Purpose: To predict fluence maps and automatically generate clinically acceptable plans for adrenal stereotactic body radiation therapy (SBRT) and to establish a deep learning framework that requires less demanding data volume using transfer learning (TL).
Methods: Due to the small number of adrenal SBRT cases, we developed a TL framework that leverages the treatment planning knowledge from a pancreas SBRT model. This framework consists of two convolutional neural networks (CNN), which sequentially predict individual beam doses (BD-CNN) and fluence maps (FM-CNN) for 9-beam intensity modulated radiation therapy (IMRT) plans. One hundred pancreas and 45 adrenal plans were retrospectively included. The two types of plans had different dose prescriptions and beam settings. A base model (including two CNNs) was trained with all 100 pancreas cases. The adrenal plan cohort were first split into training/validation/test sets with the ratio of 20/10/15 without TL. The base BD-CNN was re-trained using 5, 10, 15, and 20 adrenal cases with TL to produce candidate adrenal BD-CNN TL models. The base FM-CNN was directly used for adrenal cases without TL. The resulting AI plans were evaluated by PTV and OAR dosimetric endpoints to produce a percentage score with the clinical plans as the benchmark.

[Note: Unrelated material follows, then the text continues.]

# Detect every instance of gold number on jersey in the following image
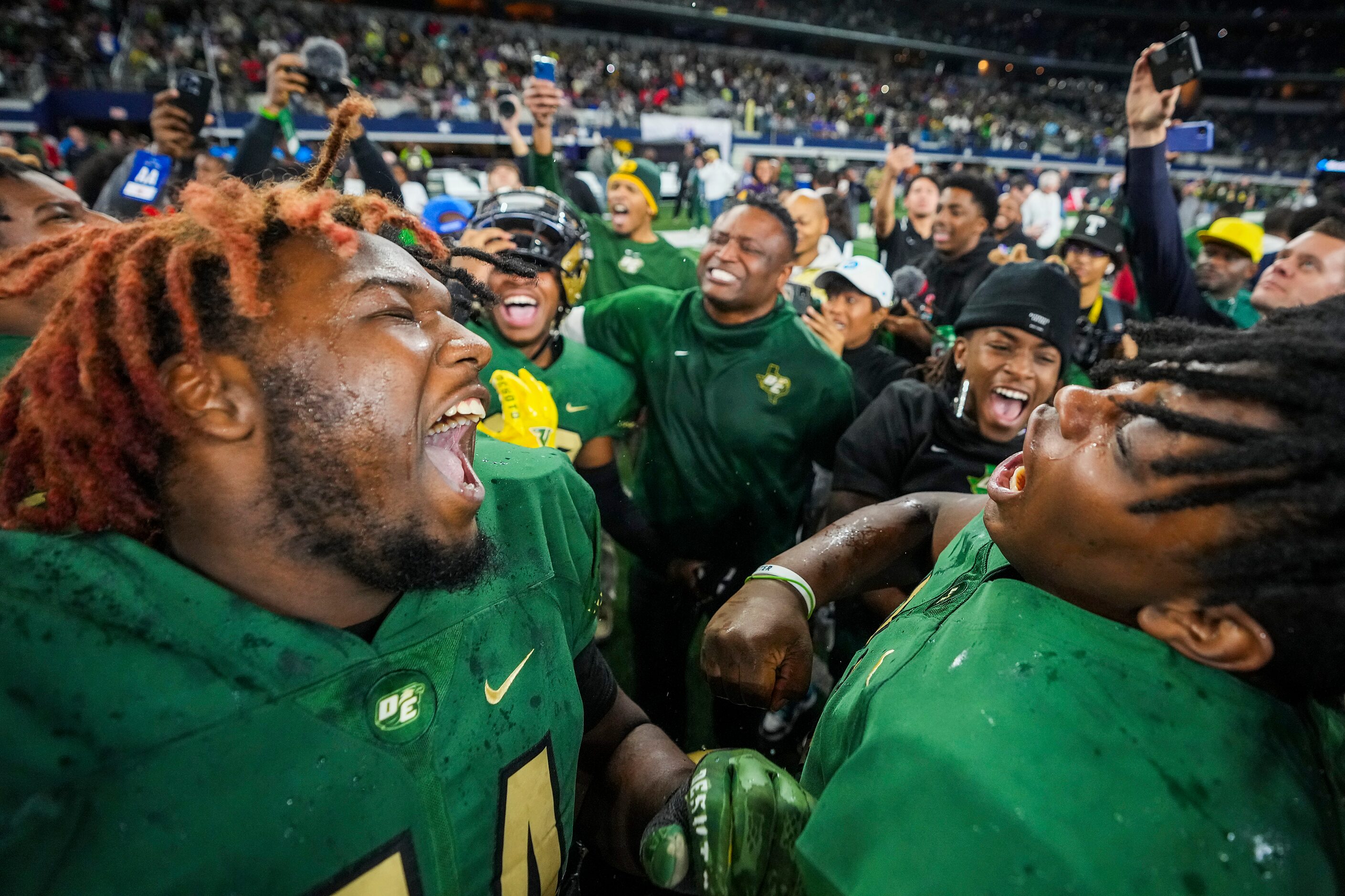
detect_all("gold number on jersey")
[495,733,564,896]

Results: Transfer learning significantly reduced the necessary training data size and training time. The TL models trained with 5/10/15/20 cases achieved the validation plan quality scores of 81.5/89.9/88.2/86.7, respectively. In contrast, a model using only adrenal training cases (maximum of 20) without TL only scored 78.2. For the test set, the 5/10/15/20-case TL models achieved the scores of 75.3/79.4/82.0/82.3.
Conclusion: It is feasible to use transfer learning to train the proposed fluence prediction framework, therefore reducing the required data size, training time and effort. Further, this strategy is capable of accommodating different beam geometries and dose prescriptions.
Funding Support, Disclosures, and Conflict of Interest: This work was partially supported by the National Institutes of Health [grant number R01CA201212] and a master research grant from Varian Medical Systems.